У Мэри, как и у детей Сьюзен, редкая форма ЛВД - фактически, самая редкая, вызванная единственной мутацией в одном из их генов, мутацией, ранее неизвестной науке.
Но эта разрушительная мутация, подтвержденная только у этих четырех человек в мире, может стать ключом к открытию новых лекарств и диагностических инструментов для наиболее распространенных форм деменции, включая болезнь Альцгеймера.
Мозг, не похожий ни на один другой
Когда у сына Сьюзен впервые появились проблемы, они подумали, что, возможно, это связано с его рассеянным склерозом. Но специалист по рассеянному склерозу из Университета Пенсильвании Клайд Марковиц не был так уверен.
Весной 2009 года Марковиц направила своего сына к Джеффри К. Агирре, поведенческому неврологу из Университета Пенсильвании, чтобы выяснить, что происходит.
«Я сделал все возможное, используя все доступные тесты, - говорит Агирре. «Я сказал: «Парень, это должно быть что-то новое, и это должно быть что-то генетическое».
В 2013 году Сьюзан заметила симптомы у своей дочери, и Агирре направил их в Программу недиагностированных заболеваний Национального института здравоохранения (например, «Хаус» для ученых-исследователей). (Примечательно, что брат Сьюзен попал в Национальный институт здравоохранения, а также в подростковом возрасте из-за другого невероятно редкого заболевания.)
Затем, в конце зимы 2016 года, сын Сьюзен умер.

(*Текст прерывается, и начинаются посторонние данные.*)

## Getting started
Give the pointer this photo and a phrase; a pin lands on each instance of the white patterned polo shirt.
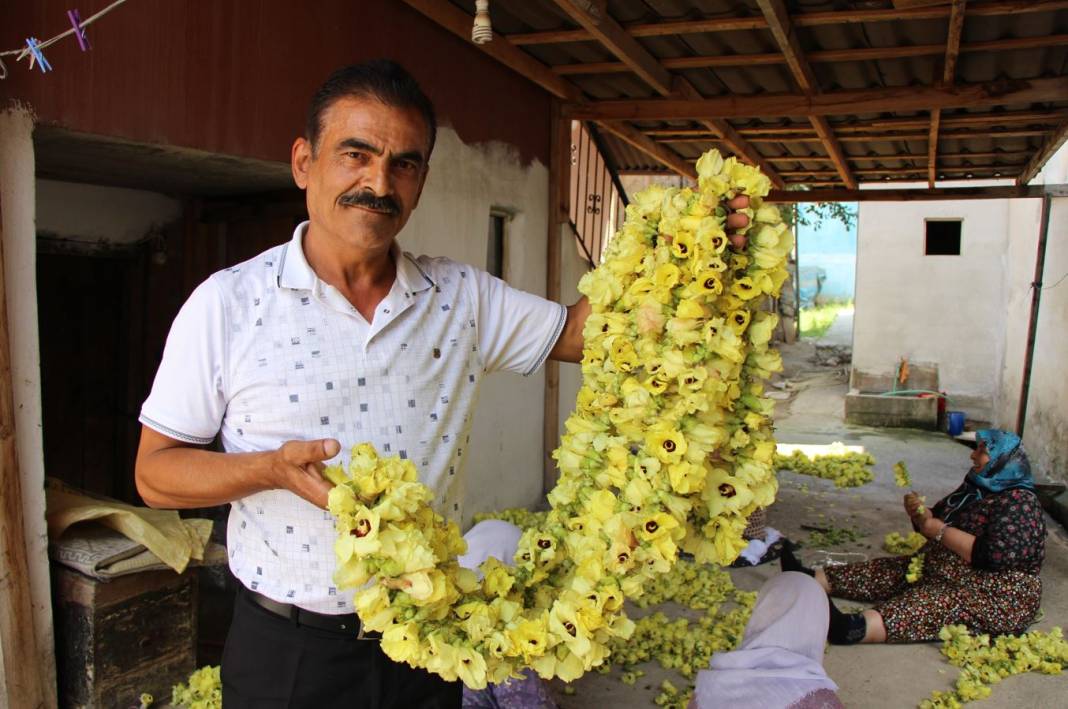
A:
(265, 351)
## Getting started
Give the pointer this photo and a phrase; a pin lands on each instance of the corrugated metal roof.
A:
(897, 153)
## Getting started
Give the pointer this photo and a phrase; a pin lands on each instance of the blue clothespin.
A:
(79, 31)
(37, 56)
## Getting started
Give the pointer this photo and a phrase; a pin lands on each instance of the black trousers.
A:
(270, 662)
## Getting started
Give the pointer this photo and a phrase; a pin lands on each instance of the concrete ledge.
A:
(892, 411)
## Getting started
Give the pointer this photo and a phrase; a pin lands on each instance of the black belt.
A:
(348, 623)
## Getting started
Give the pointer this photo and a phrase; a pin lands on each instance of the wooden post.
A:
(560, 162)
(21, 686)
(1036, 297)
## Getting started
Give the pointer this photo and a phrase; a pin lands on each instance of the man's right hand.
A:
(297, 467)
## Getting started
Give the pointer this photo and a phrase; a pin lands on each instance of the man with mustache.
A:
(338, 335)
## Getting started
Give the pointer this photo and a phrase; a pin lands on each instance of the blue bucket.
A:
(955, 423)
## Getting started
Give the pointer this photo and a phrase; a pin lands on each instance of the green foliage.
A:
(847, 469)
(815, 214)
(816, 320)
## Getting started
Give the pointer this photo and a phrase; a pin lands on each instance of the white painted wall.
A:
(971, 313)
(1046, 427)
(452, 220)
(96, 214)
(20, 284)
(949, 310)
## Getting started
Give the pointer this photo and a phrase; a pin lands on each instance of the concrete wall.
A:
(236, 77)
(95, 214)
(948, 310)
(465, 184)
(20, 286)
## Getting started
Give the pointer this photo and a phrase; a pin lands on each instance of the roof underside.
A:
(1007, 40)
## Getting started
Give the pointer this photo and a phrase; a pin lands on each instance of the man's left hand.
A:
(736, 222)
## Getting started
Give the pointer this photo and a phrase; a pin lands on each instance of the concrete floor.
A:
(876, 677)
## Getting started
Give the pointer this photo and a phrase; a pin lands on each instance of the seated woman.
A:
(780, 662)
(987, 540)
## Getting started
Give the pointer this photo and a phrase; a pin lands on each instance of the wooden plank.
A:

Они устроили вскрытие.
То, что обнаружил невропатолог из Университета Пенсильвании Эдвард Ли, было мозгом, непохожим ни на один из сотен, которые он видел раньше, или на тысячи, которые видели его коллеги. Внутри были клубки тау-белка, как у пациента с болезнью Альцгеймера. А в другой части мозга он обнаружил вакуоли: отверстия в нейронах - ужасающую визитную карточку прионных болезней, таких как куру или коровье бешенство.
Но это была не болезнь Альцгеймера или прионная болезнь; это было что-то новое.
В том же месяце Национальный институт здоровья выявил интересующую мутацию в семейном гене VCP. Многие деменции характеризуются белковыми аномалиями, такими как пресловутые амилоидные бляшки и клубки тау при болезни Альцгеймера. Ген VCP распутывает эти белковые глыбы в мозгу - или должен это делать.
Выявив подозрительную мутацию, исследователи назвали эту новую форму ЛВД «вакуолярной таупатией» (ВТ) в честь характерных вакуолей и клубков тау, обнаруженных при вскрытии.
Но если вы собираетесь заявить об открытии совершенно новой генетической формы слабоумия, вы должны предоставить неопровержимые доказательства. Ли и его постдок Набил Дарвич приступили к работе.
Используя клеточные и мышиные модели, группа ученых доказала, что мутация VCP связана с запутыванием тау-белков.
Мутация VCP напрямую вызывает накопление тау-белка между клетками головного мозга, что также наблюдается при болезни Альцгеймера.
«Если эта мутация… вызывает тау (агрегацию), возможно, верно и обратное», - говорит Ли.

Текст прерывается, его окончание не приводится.